To avoid having these difficulties during your next reaccreditation assessment, focus on the following points from the CALEA Reaccreditation Manager Training

  • The relevant time frame for a reaccreditation assessment extends from the day after the last assessment to the start of the current assessment.
  • Quality control dictates that all files be reviewed by the agency prior to the assessment to find missing or outdated Individual Standard Status Reports (ISSRs) or other important documents.  Documents dated prior to the last assessment should be replaced with documents dated during the three-year award cycle. This does not pertain to written directives dated prior to that timeframe, yet still in effect. With those directives, only the proofs listed in the written documentation field of the ISSR will be updated. In some cases, the documents may look identical, but the dates of the documents indicate to the assessor that there has been continuity in the manner in which the agency is complying or if there have been changes in the manner in which the agency complies.
  • Special attention needs to be applied to the time sensitive “performance” standards. These are listed in an Appendix in each program’s standards manual. Either complete sets of documents or “representative samples” are used to prove compliance.
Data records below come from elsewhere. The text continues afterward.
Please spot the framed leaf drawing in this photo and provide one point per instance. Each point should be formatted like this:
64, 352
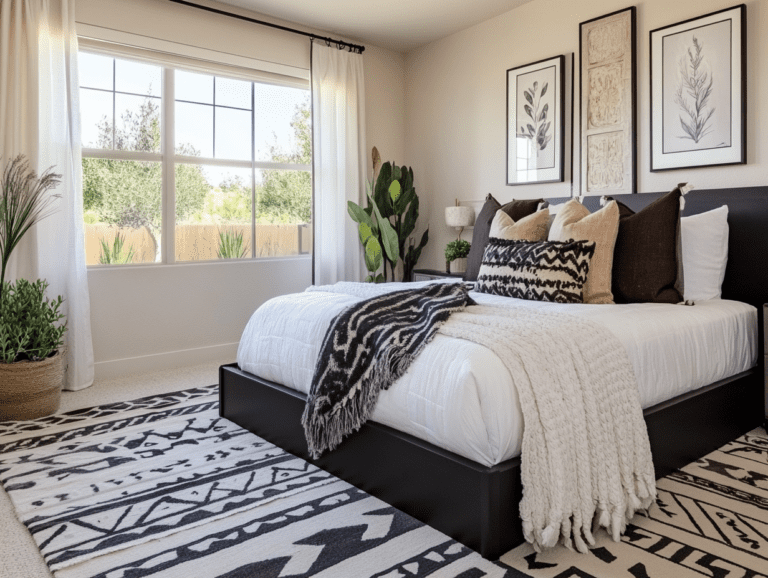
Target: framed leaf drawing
698, 91
536, 122
608, 79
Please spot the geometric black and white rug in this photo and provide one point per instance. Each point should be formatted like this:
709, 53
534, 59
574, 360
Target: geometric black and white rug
164, 487
711, 519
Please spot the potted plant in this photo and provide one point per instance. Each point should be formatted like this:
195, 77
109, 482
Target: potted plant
456, 256
31, 327
386, 224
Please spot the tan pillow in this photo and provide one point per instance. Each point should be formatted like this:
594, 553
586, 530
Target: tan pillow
531, 228
574, 221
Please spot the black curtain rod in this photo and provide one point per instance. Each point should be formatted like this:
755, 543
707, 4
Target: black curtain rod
352, 47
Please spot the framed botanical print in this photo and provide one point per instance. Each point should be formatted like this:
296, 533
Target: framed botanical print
607, 61
698, 91
536, 122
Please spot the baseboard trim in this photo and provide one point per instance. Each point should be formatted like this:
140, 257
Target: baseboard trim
224, 353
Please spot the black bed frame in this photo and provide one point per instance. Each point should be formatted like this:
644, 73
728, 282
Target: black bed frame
479, 505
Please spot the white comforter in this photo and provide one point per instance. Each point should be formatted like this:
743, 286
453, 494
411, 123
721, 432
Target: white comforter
459, 396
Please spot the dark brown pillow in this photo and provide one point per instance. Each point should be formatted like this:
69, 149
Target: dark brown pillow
515, 209
645, 259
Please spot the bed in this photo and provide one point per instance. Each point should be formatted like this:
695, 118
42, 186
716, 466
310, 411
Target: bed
468, 485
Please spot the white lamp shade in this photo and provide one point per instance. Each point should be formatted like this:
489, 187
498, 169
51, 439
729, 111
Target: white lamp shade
459, 216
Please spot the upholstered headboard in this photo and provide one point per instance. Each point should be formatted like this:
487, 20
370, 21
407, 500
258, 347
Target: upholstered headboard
746, 276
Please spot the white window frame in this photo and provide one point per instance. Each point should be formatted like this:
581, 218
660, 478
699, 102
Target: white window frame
168, 160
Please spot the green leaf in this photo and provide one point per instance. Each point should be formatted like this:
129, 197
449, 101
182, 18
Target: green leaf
394, 191
358, 214
388, 235
372, 254
365, 232
376, 158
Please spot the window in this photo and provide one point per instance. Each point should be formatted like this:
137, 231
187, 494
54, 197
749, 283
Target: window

For example, all annual reports relevant to a specific standard having a due date during the period between assessments are a complete set. One or two samples of a weekly or daily report for each year preceding the assessment would be “representative samples.”
  • Generally, complete sets should be in files for quarterly, semi-annual, or annual reports.  Monthly, weekly, daily or per incident reports tend to be placed in the file using “representative samples.”  The decision to use complete sets or “representative samples” is usually based on the volume of the material on hand and the need to pare down repetitive documents for your ISSR files. For example, a complete set of daily reports bearing similar information could be over 1,000 documents.  When representative samples are used to demonstrate compliance over the three-year period, these should be identified as such on the ISSR and indicate where others or complete sets can be located (master files).

When no activity exists in an area requiring a review, or analysis, such as the annual analysis of grievances, a dated and signed memo indicating why there was no analysis should be placed in the file. This assists the agency in reviewing the matter at the appropriate time and lets assessors know the matter was not just overlooked.

  • Avoid over-stuffed or disorganized files by adhering to the point and intent of the standard. While it is possible to put all information remotely involved with a standard in a file, doing so usually does little to prove agency compliance. This can also create a situation that slows down assessors, as they have to view material that is of little or no value in proving standards compliance. The agency then must remove those documents that are not relevant or are improperly organized or highlighted. An over-stuffed or disorganized technique tends to indicate the accreditation manager does not fully understanding the compliance verification process or is attempting to overload and distract the assessors from weak compliance

Remember that your assessors will make compliance determinations based on the documents presented, interviews conducted, and observations made during the on-site assessment. Assessors will not verify compliance until they reach the conclusion, based on the evidence presented, that the agency is performing in the manner described in the standard. This is not possible when the agency presents incomplete, scant or outdated documents.

Periodic training at CALEA Conferences is recommended in order to stay abreast of effective methods and techniques for organizing accreditation files and preparing for your next assessment. If you are unable to attend CALEA Conferences or locally available accreditation training, you should discuss this disadvantage with your CALEA Program Manager, who will be glad to provide you with additional assistance.